Thayer, no entanto, esclarece que o melhor do surfe de canoa não se resume à adrenalina e ao prazer de se deslizar por uma onda. Há um aspecto de verdadeiro trabalho em equipe e camaradagem que torna este esporte aquático tão especial:
“Você combina o contato com o oceano, um passeio na ‘montanha-russa líquida’ criada pela Mãe Natureza e compartilha tudo isso com seus amigos.
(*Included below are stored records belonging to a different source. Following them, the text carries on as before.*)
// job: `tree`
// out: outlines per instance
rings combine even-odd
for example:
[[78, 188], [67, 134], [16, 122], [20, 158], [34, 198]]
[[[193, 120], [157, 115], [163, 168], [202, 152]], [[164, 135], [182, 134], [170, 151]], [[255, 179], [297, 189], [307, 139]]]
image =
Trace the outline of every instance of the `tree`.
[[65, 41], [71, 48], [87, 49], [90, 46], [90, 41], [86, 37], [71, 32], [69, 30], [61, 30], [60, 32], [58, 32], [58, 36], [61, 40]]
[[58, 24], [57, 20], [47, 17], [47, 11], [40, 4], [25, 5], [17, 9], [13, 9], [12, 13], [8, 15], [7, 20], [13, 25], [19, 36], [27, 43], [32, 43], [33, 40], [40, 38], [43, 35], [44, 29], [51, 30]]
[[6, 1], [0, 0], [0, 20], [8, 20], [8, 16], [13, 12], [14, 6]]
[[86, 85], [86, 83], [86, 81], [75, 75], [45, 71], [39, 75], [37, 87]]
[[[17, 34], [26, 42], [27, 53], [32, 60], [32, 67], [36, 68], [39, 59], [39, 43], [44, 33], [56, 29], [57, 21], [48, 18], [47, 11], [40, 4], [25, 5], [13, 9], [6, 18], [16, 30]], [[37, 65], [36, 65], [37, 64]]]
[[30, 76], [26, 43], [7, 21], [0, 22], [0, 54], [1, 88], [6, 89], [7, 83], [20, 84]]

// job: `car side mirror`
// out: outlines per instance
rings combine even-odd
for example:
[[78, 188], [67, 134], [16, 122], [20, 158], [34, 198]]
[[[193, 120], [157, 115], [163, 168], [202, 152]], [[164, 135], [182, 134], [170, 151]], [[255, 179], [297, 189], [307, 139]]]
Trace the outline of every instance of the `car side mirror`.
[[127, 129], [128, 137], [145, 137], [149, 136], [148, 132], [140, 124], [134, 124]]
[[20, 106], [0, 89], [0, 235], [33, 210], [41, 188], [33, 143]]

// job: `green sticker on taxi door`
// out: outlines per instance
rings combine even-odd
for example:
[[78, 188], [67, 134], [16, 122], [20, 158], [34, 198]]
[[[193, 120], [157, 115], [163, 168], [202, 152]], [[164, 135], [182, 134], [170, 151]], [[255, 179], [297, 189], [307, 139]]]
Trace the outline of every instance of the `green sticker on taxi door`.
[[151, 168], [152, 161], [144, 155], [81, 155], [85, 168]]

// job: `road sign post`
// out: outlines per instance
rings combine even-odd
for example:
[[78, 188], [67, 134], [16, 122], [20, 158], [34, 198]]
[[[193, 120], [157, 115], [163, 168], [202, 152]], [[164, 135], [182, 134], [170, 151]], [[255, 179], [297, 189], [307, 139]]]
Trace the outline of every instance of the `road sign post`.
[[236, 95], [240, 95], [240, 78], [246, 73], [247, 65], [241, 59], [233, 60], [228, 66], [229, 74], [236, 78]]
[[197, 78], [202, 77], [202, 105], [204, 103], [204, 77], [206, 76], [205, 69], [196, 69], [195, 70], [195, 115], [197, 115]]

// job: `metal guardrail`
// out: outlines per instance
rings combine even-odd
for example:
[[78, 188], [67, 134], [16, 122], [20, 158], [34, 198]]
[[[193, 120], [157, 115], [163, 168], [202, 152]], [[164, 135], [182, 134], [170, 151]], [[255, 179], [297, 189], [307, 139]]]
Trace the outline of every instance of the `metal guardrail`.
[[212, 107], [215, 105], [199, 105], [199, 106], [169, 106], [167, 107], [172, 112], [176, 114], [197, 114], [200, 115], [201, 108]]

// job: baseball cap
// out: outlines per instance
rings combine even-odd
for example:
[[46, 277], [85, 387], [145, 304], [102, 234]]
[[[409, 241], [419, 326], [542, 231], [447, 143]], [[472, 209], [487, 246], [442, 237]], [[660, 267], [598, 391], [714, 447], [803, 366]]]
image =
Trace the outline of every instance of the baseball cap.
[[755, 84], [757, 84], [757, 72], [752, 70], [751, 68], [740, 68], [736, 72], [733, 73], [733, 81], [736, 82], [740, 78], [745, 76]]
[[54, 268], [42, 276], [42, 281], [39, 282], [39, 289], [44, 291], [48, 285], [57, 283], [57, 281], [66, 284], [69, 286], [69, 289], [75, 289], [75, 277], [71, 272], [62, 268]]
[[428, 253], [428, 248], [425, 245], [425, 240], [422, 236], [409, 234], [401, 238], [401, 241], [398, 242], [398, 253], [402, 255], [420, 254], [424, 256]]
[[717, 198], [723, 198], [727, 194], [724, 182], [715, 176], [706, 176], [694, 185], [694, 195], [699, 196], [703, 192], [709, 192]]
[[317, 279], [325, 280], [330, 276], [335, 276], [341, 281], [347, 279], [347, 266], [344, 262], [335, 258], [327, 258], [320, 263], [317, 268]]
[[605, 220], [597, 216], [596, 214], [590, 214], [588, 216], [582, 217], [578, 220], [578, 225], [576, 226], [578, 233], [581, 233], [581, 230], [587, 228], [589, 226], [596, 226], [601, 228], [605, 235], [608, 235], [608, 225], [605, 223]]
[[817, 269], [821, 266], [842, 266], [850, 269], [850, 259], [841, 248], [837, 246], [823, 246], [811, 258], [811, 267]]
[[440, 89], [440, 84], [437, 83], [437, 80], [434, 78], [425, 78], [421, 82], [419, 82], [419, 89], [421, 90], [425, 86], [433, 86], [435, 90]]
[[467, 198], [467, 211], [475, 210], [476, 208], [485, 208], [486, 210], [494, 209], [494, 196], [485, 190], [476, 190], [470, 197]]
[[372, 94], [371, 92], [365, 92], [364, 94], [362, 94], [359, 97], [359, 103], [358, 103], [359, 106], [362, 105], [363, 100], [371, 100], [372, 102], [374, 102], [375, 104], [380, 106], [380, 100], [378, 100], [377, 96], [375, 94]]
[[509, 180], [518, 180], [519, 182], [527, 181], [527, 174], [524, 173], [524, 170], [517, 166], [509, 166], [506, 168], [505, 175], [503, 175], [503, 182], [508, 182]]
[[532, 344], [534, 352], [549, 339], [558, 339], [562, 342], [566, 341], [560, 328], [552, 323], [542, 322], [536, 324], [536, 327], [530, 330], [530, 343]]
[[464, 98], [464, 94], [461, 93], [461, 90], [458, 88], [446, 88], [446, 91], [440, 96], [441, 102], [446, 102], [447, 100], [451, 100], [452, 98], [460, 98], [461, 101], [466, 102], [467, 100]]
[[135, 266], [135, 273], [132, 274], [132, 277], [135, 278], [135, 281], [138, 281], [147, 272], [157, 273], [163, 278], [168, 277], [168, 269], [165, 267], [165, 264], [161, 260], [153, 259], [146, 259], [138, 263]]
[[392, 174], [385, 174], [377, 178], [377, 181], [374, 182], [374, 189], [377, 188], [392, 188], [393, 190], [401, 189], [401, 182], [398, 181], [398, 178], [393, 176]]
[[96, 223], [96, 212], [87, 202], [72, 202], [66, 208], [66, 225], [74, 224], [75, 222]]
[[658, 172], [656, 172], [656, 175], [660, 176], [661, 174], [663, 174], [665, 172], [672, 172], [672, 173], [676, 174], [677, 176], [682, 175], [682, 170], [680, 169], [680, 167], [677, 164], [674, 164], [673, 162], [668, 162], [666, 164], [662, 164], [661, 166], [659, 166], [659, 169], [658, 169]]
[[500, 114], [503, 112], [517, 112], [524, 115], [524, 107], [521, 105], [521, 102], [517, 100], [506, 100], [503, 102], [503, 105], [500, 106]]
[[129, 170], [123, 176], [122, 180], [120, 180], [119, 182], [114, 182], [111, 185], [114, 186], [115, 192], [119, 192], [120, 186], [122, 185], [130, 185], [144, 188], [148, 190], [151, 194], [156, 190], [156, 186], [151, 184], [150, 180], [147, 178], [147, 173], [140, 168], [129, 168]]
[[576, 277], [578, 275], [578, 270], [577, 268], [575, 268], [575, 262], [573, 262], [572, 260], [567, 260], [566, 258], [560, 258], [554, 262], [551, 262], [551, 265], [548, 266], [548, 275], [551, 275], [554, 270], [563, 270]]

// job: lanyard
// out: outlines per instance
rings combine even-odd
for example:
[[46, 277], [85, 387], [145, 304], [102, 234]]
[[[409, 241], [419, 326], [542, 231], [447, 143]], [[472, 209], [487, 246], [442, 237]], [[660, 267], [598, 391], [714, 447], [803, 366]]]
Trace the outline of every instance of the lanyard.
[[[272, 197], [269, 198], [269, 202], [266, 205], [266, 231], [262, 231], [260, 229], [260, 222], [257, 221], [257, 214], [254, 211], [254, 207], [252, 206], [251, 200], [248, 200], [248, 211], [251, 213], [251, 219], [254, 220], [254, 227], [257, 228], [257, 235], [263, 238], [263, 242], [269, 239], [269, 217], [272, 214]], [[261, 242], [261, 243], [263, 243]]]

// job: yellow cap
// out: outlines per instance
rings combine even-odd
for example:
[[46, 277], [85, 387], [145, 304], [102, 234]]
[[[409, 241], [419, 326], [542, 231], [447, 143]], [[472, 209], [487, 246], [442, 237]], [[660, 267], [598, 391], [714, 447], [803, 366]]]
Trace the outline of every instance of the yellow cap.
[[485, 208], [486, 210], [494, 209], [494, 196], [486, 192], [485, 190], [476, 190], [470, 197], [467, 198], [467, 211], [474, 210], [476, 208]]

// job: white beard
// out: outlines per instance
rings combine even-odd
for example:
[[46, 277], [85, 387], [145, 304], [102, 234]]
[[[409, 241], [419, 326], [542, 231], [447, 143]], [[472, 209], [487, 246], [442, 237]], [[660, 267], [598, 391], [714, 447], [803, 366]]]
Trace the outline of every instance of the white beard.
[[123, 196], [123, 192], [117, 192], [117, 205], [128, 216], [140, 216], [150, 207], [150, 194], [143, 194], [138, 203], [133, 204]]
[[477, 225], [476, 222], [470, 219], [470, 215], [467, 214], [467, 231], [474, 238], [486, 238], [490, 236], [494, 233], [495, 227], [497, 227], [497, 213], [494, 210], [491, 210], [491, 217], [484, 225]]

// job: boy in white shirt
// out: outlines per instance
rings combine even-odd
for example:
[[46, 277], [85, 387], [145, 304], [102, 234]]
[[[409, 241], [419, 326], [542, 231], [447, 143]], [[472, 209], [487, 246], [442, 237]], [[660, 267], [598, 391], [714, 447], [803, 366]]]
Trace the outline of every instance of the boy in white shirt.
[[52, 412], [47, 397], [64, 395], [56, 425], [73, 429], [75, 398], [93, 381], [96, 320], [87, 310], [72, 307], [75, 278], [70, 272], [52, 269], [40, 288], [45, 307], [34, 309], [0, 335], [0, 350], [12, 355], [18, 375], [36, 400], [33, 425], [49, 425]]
O resultado disso é o que podemos chamar de dia perfeito!”, conclui.
Contudo, mesmo sendo muito prazeroso, surfar em uma canoa OC-4 envolve um alto grau de risco, principalmente se as condições de mar não são propícias.
Em dezembro passado, o big rider havaiano Mark Healey recebeu um convite de Ikaika kalama para sessão de surfe de OC-4 em Waimea Bay.
Acostumado a dropar as maiores ondas do mundo, Healey, contudo, revelou que quase declinou o convite por conta dos riscos que envolvem esse tipo de surfe:
“Todos os caras que surfam de canoa que eu conheço parecem jogadores de hóquei, cheios de cicatrizes, com dentes ou alguma parte do corpo quebrados”, revelou.
No fim, ele acabou aceitando o convite e fez parte de uma das sessões de surfe da canoa mais insanas da história.
Healey entende de riscos e sabe que uma canoa do tamanho de uma OC-4 pode machucar muita gente – e machucar seriamente.
Há um movimento emergente no Brasil de clubes divulgando a prática do surfe de OC-4 e nós fomos a primeira mídia especializada a dar espaço a essa modalidade.
Eu mesmo escrevo há anos sobre o surfe de canoa havaiana, inclusive para outros sites, como no caso desse texto aqui escrito para o Waves, em 2017, que serviu de base para essa matéria.
Acontece que se as condições não forem propícias, ou seja, uma praia com canal onde não quebram ondas e, de preferência, com uma bancada mais afastada e sem a presença de outras pessoas, como surfistas de pranchinha, por exemplo, a canoa deve ficar na areia ou longe da arrebentação.
O risco de machucar alguém seriamente quando se coloca uma canoa OC-4 para surfar no meio de um crowd de surfistas, ou próxima à banhistas, é muito alto e deve ser evitado.
Não restam dúvidas de que surfar de OC-4 seja uma atividade alucinante, porém, deve ser praticada com o máximo de responsabilidade e nas condições ideais.
Cabe aos clubes que estão levando a modalidade à frente terem em mente essa consciência de forma que a modalidade cresça por aqui de forma responsável.
Respeite as condições do mar, as pessoas a sua volta e boas ondas.